Harm insufficiently up-close to bring class action suit: Iowa SC
Chief Justice Marsha K. Ternus
DES MOINES -- An Iowa class action lawsuit against the two credit card giants can't stand up because the plaintiffs' injuries are too "remote," the state's Supreme Court ruled today.
In Jeff Southard, et. al. v. Visa USA Inc. and MasterCard International Inc. (docket# 137 / 04-1972), handed down this morning, the Supreme Court agreed with the District Court to grant the defendants' motion to dismiss.
The plaintiffs filed a suit against Visa and MasterCard in September 2003, alleging they violated Iowa's competition law and "seeking relief against unjust enrichment." Defendants filed for dismissal on the basis that plaintiffs "[can] not recover for derivative or remote injuries."
The opinion, authored by Chief Justice Marsha Ternus, agreed with Judge Darrell J. Goodhue of the Dallas County District Court on that key issue.
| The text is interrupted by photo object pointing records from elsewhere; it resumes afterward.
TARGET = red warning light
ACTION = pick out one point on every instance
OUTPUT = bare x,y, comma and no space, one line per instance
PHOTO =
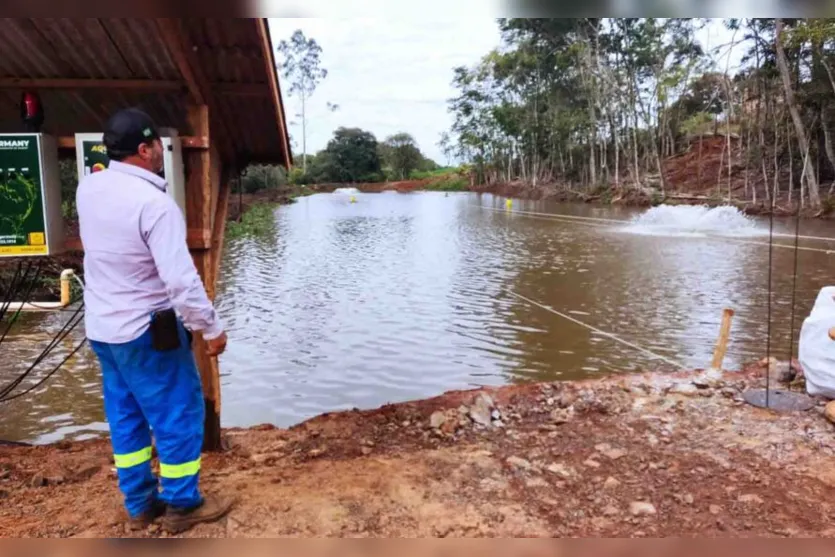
31,111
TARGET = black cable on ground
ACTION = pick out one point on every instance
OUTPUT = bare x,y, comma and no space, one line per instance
25,299
794,284
48,376
7,296
14,287
768,339
62,334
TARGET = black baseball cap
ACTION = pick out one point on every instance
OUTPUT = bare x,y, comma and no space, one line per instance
126,131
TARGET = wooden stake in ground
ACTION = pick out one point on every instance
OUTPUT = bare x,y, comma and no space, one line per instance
722,342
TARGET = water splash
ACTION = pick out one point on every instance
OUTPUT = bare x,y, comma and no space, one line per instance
693,220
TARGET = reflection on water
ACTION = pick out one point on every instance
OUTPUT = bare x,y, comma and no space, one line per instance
397,297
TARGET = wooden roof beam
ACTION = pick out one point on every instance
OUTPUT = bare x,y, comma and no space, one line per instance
143,85
275,91
70,84
175,38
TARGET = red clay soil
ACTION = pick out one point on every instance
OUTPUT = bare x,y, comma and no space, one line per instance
704,167
638,456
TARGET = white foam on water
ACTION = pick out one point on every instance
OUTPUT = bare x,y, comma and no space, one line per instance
694,221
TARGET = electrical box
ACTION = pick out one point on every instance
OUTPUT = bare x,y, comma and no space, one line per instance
91,155
31,220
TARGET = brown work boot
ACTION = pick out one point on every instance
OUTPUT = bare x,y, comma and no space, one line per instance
179,520
141,522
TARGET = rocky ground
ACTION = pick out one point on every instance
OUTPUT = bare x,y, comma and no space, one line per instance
639,456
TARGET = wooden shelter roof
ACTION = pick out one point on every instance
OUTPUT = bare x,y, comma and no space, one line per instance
86,69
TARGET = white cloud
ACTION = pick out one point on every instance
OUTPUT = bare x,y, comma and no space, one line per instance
386,75
394,74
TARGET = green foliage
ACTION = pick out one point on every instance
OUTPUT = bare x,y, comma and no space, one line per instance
263,177
401,154
68,173
435,173
350,157
258,220
301,67
449,183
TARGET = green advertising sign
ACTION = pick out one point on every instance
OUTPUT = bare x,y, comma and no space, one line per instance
22,222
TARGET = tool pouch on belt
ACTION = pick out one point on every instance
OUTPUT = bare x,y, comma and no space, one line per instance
165,331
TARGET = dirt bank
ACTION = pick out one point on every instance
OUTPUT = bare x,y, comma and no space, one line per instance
653,455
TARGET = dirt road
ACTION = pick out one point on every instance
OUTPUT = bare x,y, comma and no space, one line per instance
654,455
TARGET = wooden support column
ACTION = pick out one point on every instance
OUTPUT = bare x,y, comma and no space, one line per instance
202,187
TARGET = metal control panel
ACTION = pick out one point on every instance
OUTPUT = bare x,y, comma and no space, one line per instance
91,155
31,221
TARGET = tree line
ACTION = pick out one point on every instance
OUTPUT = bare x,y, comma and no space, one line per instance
605,102
352,156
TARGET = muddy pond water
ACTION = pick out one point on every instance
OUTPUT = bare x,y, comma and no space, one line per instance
402,296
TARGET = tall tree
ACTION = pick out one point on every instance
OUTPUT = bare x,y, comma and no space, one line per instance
302,68
351,156
401,154
800,128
It hinged on the interpretation of an Iowa Supreme Court opinion in a 2002 lawsuit againt Microsoft.
"Iowa's competition law does not provide a remedy to every person who can trace an injury to a defendant's anticompetitive conduct," Ternus wrote in today's decision. "The plaintiff consumers' injuries are remote, and therefore, the plaintiffs lack antitrust standing."
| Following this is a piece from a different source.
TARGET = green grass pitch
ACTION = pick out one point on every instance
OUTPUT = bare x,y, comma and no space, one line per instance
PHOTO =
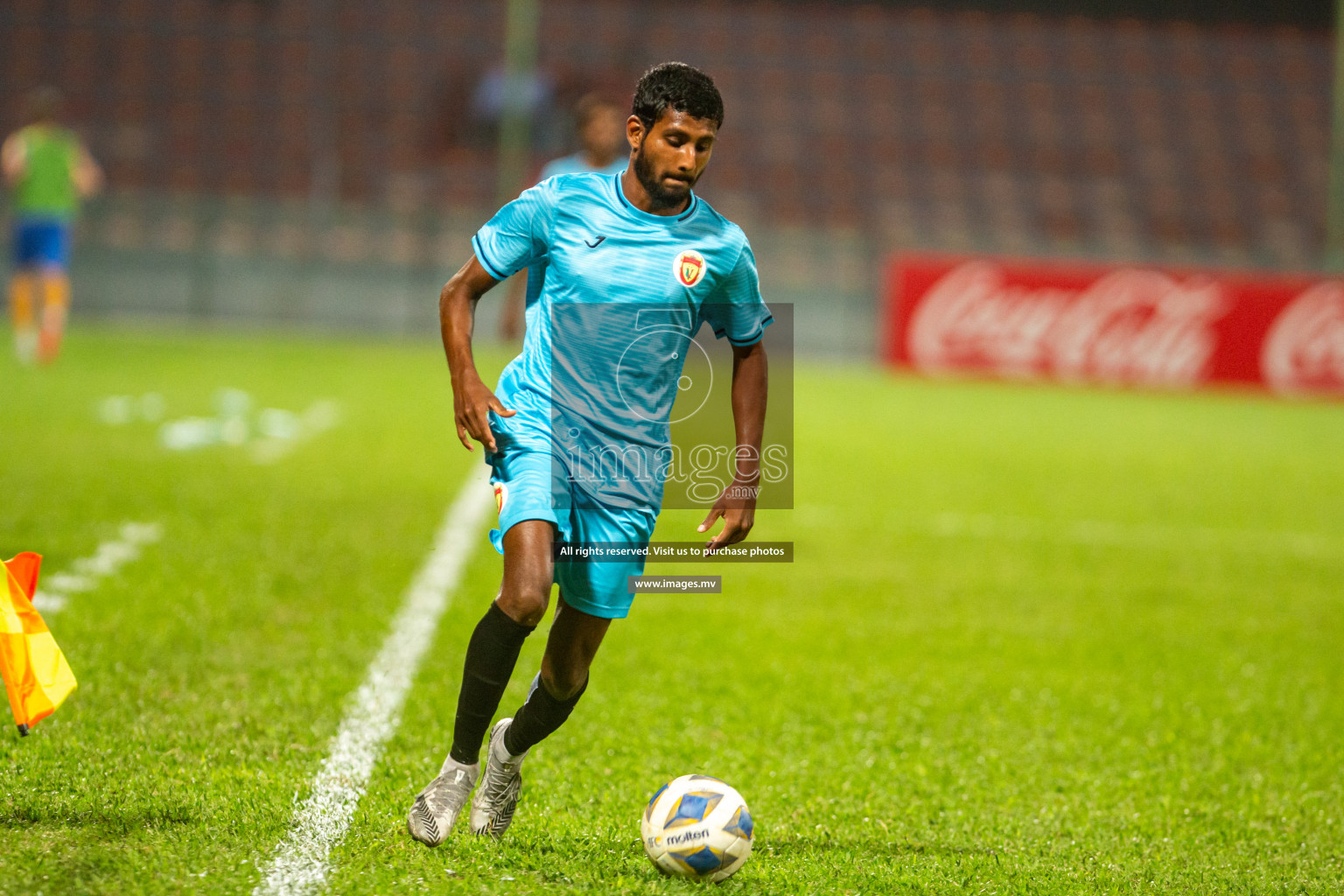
1035,641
"Moreover, the plaintiffs are not indirect purchasers of the defendants' services; they are nonpurchasers. Consequently, they cannot benefit from our [ruling in the Microsoft suit] to allow indirect purchasers to bring suit under Iowa's competition law."
The Supreme Court also ruled that "the plaintiffs cannot recover under a theory of unjust enrichment because their injuries are too remote," she added.